Andrew continues; “The most important thing is balance of opposing muscles both in terms of strength and flexibility. For example, if the quadriceps are weak and flexible yet the hamstrings are strong and tight you’re very likely to experience some form of discomfort at some time, in this case likely in the lower back.
“There are various strength tests you can do to check this such as using a dynamometer to measure maximum force output from the isolated muscles. In terms of flexibility, you can check the range of motion of specific muscle groups too by performing simple tests. It is very common that hamstrings are found to be tight or ‘short’. There are many stretches that could be helpful but a selected few examples to improve flexibility are shown below:
“Core stability is vital and the use of exercise balls as well as Pilates should be recommended. Above all, if low back pain is experienced it is highly recommended to have an individual screening by a qualified professional who can recommend specific exercises depending on the proposed areas causing the issue.”

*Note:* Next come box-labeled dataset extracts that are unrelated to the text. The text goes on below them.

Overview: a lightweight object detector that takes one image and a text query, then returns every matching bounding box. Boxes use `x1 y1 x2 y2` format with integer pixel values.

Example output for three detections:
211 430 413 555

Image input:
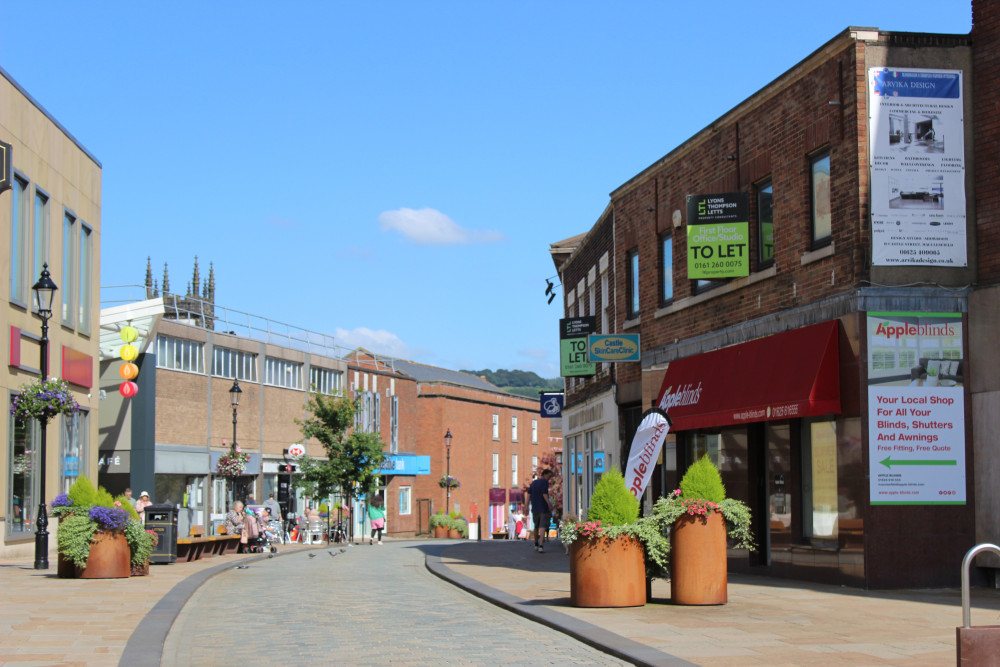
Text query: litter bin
145 505 177 563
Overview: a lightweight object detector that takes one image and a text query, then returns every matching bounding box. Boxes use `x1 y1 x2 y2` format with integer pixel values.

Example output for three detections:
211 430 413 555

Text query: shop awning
657 320 840 431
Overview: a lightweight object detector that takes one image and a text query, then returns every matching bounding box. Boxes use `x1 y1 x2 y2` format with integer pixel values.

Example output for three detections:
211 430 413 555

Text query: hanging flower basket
10 379 80 424
438 475 462 489
215 446 250 477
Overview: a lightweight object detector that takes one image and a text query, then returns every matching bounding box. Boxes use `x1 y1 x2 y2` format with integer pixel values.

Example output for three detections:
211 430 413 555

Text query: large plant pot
569 535 646 607
670 512 728 605
76 531 132 579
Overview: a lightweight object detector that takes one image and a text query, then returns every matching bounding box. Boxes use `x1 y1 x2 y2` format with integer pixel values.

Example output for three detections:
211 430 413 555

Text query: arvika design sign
587 334 639 362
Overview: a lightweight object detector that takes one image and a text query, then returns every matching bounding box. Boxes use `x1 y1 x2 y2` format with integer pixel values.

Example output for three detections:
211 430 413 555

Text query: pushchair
240 512 278 554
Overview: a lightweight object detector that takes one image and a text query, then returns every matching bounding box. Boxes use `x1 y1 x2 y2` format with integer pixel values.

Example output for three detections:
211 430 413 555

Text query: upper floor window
660 234 674 304
627 249 639 318
309 366 344 395
156 334 205 373
756 179 774 269
264 357 302 389
809 150 833 248
212 347 257 382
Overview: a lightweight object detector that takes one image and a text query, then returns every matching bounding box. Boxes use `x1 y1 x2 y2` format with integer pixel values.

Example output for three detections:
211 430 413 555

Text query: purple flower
90 506 128 530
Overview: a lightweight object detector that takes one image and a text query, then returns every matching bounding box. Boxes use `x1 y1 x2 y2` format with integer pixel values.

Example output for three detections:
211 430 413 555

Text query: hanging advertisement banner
687 192 750 280
868 312 966 505
868 67 968 266
559 316 597 377
625 408 670 498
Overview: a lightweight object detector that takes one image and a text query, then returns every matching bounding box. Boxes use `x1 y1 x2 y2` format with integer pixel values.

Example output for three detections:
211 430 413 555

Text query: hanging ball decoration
118 327 139 343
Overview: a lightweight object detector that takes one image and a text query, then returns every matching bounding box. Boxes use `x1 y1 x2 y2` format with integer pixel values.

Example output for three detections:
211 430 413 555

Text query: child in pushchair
242 508 278 554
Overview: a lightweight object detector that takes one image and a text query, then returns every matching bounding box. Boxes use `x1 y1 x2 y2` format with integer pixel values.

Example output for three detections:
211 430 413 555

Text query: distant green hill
462 368 563 398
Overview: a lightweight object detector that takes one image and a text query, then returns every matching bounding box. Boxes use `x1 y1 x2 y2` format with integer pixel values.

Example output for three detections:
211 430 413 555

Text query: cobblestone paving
162 542 628 665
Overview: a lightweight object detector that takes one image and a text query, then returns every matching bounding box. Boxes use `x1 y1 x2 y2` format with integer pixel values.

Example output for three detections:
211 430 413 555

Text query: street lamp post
31 263 59 570
444 429 451 514
229 378 243 501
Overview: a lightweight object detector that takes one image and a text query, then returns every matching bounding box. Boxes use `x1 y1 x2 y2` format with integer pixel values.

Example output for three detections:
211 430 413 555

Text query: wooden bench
177 526 240 562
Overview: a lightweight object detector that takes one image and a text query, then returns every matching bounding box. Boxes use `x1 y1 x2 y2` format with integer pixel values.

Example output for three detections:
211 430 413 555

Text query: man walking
528 468 552 553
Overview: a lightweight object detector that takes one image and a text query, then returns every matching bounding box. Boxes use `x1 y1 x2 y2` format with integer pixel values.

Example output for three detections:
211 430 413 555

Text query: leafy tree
292 394 385 516
521 449 563 515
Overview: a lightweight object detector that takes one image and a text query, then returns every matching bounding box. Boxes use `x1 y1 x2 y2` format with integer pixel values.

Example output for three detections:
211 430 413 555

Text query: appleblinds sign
687 192 750 280
868 67 968 266
559 316 597 377
868 313 966 505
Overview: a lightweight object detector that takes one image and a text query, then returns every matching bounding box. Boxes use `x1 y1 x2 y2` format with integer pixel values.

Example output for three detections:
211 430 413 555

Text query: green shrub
681 454 726 503
587 470 639 526
67 475 97 507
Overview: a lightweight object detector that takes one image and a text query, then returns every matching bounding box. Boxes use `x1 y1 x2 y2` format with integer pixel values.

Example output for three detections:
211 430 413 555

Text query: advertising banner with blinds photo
868 67 968 266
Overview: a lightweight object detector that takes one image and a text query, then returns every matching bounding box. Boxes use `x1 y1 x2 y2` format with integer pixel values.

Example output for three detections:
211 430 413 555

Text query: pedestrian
226 500 245 535
528 468 552 553
368 498 385 544
264 493 281 521
135 491 153 523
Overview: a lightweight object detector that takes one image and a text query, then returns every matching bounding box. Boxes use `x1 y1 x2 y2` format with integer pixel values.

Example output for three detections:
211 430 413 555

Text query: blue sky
0 0 971 377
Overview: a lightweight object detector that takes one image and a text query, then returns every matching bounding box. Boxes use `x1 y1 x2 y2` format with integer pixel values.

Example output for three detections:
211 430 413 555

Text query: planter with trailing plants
653 456 754 605
52 477 156 579
561 470 646 607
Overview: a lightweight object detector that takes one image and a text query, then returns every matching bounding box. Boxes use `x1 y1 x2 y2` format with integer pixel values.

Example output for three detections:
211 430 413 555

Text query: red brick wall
972 0 1000 285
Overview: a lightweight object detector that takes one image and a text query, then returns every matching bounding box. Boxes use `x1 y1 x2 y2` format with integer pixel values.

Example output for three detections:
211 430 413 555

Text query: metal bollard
955 544 1000 667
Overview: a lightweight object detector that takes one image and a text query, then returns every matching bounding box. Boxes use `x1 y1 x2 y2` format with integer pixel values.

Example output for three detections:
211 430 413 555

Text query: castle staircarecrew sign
687 192 750 280
559 316 597 377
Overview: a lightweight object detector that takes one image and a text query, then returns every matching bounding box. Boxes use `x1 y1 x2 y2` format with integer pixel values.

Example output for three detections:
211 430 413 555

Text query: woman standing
368 498 385 544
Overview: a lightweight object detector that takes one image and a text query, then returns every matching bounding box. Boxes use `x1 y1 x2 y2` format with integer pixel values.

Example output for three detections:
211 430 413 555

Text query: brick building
0 69 102 567
552 2 998 588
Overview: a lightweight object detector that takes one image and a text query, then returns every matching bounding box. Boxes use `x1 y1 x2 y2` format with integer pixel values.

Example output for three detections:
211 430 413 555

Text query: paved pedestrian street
161 541 628 665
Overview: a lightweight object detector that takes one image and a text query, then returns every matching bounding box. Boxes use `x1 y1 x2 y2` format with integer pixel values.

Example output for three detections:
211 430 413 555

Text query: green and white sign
559 317 597 377
687 192 750 280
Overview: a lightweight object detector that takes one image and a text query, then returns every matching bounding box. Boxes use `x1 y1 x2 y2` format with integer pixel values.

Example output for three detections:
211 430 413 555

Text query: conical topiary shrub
587 470 639 526
681 454 726 503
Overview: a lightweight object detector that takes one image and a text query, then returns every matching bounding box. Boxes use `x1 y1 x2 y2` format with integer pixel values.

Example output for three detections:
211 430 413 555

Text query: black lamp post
229 378 243 500
444 429 451 514
31 263 59 570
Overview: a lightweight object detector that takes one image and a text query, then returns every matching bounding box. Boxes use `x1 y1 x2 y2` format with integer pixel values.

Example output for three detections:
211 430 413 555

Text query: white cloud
333 327 411 359
378 208 504 245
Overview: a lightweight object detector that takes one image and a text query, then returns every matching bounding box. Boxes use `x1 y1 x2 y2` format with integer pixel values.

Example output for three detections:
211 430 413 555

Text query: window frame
753 176 774 271
625 248 642 320
809 147 833 250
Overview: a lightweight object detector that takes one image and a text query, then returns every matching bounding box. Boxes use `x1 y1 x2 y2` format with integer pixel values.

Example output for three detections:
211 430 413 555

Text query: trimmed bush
587 470 639 526
681 454 726 503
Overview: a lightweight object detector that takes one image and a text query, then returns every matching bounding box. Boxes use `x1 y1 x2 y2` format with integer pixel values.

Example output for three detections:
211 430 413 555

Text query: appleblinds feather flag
625 408 670 498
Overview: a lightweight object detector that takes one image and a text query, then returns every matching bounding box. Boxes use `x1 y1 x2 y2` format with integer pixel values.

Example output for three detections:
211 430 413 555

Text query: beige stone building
0 69 101 560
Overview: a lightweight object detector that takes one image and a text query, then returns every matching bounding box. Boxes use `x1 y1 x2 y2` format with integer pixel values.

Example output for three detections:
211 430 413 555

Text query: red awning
657 320 840 431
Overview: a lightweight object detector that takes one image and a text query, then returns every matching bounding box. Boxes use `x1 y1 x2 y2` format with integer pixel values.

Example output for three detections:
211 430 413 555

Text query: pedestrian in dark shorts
528 468 552 553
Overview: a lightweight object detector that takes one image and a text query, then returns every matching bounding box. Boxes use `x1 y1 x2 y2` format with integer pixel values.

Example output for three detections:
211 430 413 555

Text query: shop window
627 249 639 318
660 235 674 305
809 150 833 249
756 180 774 269
802 419 838 546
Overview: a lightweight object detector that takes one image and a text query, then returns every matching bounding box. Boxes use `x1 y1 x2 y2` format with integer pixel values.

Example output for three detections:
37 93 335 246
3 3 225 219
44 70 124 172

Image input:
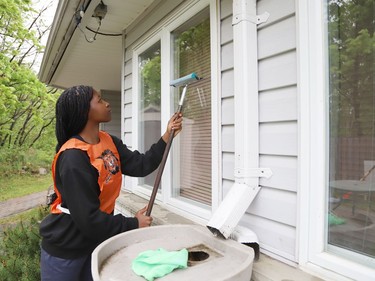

Personally, I definitely suffer with both lower back pain and painfully tight hamstrings – and in fact at Pilates nearly all of the riders had very tight hamstrings. Certainly I can see how lots of half halting could enhance the problem, and that shortening of the hamstring may affect a dressage rider less than a showjumper, say, due to the cut of the saddle and the positioning of the leg and length of stirrups. I’ve had a few sessions involving riding without stirrups to help lengthen the leg and release some of the tension through the hips and hamstrings to help with this. (Although I probably wouldn’t attempt with Ruby!)
Pilates has made a huge difference to my riding, and since it encourages you to engage your core muscles, (I often think to myself about pulling my belly button back to my spine when schooling and using my breath better) it has helped to give me a strong core rather than relying too much on my limbs instead. Previously because I’d lacked strength in my core, and the ability to properly engage those muscles, I would tend to become overly concave at the lower spine, or rounded in the shoulder. My trainer has also noticed an improvement in my asymmetry – before I had a big tendency to collapse at the left hip but I’ve become more balanced in the saddle.
If you do one thing in 2013, I would definitely advise trying Pilates and doing some stretching exercises – not only do the experts recommend it, but I can also vouch for the difference it makes in practice, both for your own well being and the results you get from your horse.